Il est tellement tôt et le temps est si mauvais, ils sont sans courage. (1)
Il est tellement tôt et le temps est si mauvais qu'ils sont sans courage. (2)

Il est tellement tôt et le temps est mauvais, ils sont sans courage. (3)
Il est tellement tôt et le temps est mauvais qu'ils sont sans courage. (4)

The comma is not used in simple coordinations with "et"; the first set of sentences is correct because the intensities associated with the assertions (est tôt, temps mauvais) are both evaluated at a critical point, which is sufficient for satisfying to the estate introduced by "que"; this evaluation at a critical point is effected by means of "tellement" and "si". The assertions are in the sentence on an equal footing, that is to say you can suppress one and the other shouldn't be affected, nor should this suppression affect the sentence as a whole; so let's suppress the first part of the coordinated assertions in the first set;

Le temps est mauvais, ils sont sans courage. (5)
Le temps est mauvais, qu'ils sont sans courage. (6)

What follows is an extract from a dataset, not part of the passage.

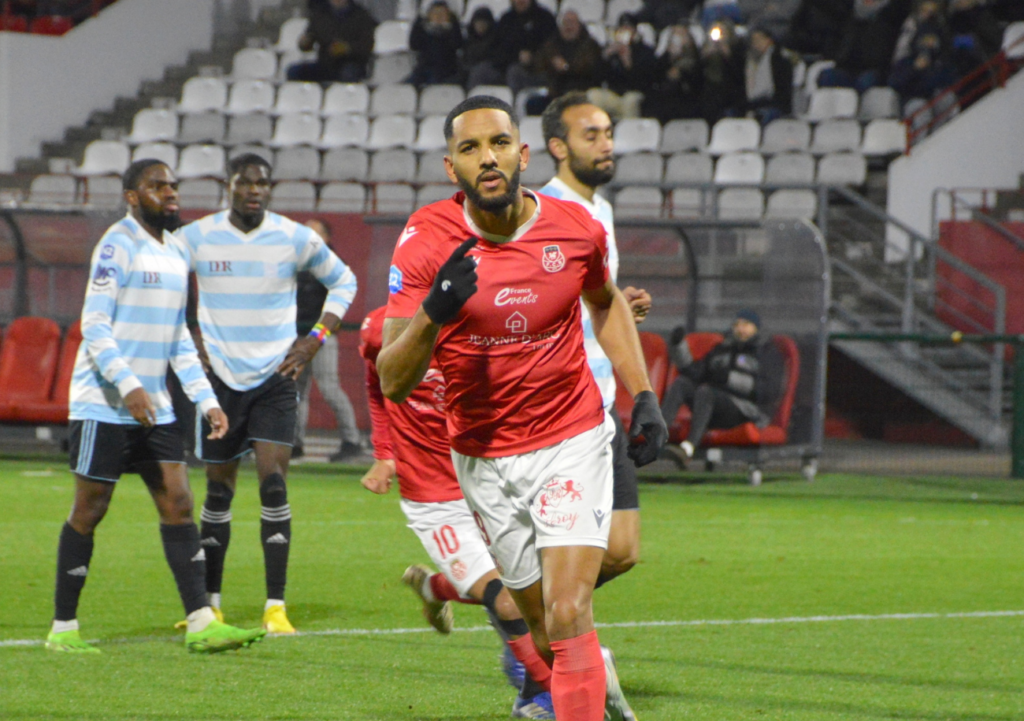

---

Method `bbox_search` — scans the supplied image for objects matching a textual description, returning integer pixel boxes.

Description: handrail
[931,187,1024,253]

Only the first sentence (5) is correct because, two independent clauses can be coordinated by a comma (equivalent Le temps est mauvais et ils sont sans courage.); the cause and effect relationship is sometimes expressed that way, but it's by no means always to be decoded into a coordination. However we see now that there is no more a question of intensity, the statment is general. That's in fact what we have in "(1)" the cause and effect relationship, in that case being indicated by a degree of intensity (tellement, si). So, (6) is not correct.

In the second set only (3) is correct and that is on the count of not containing "que"; there is no need then for both coordinated clauses to be constructed in a parallel manner with respect to a conjunction; as that is the pattern of the first sentence in your question, that first sentence is correct.

The answer, as I understand the problem in these sentences, is that interposition is not a possibility and that the matter remains in the domain of coordination and preserving to coordinated parts a parallel nature. Thus, the first one is correct and the second one becomes so if modified as follows;

Il s’est passé tellement de choses, et les membres de la direction l’envoient travailler dans les salles d’urgence si souvent, qu'il doit être épuisé.

For a short sentence I wouldn't use a comma before "que"; in a long sentence it would improve reading and then, using it is a good idea.

I don't see a way to let the idea in the interposed clause imply the condition that "que" introduces as a consequence; let's consider this;

  • Il s’est passé tellement de choses qu'il doit être épuisé et avec ça les membres de la direction l’envoient travailler dans les salles d’urgence sans arrêt.

In this scheme it is clear that the idea in the coordinated clause has nothing to do in the way of justifying that in "qu'il doit être épuisé".

In this other solution an interposition (simpler) of a different sort will make everything right but at the price of a little more complexity;

Il s’est passé tellement de choses et les membres de la direction l’envoient travailler dans les salles d’urgence si souvent, en fait sans arrêt , qu'il doit être épuisé.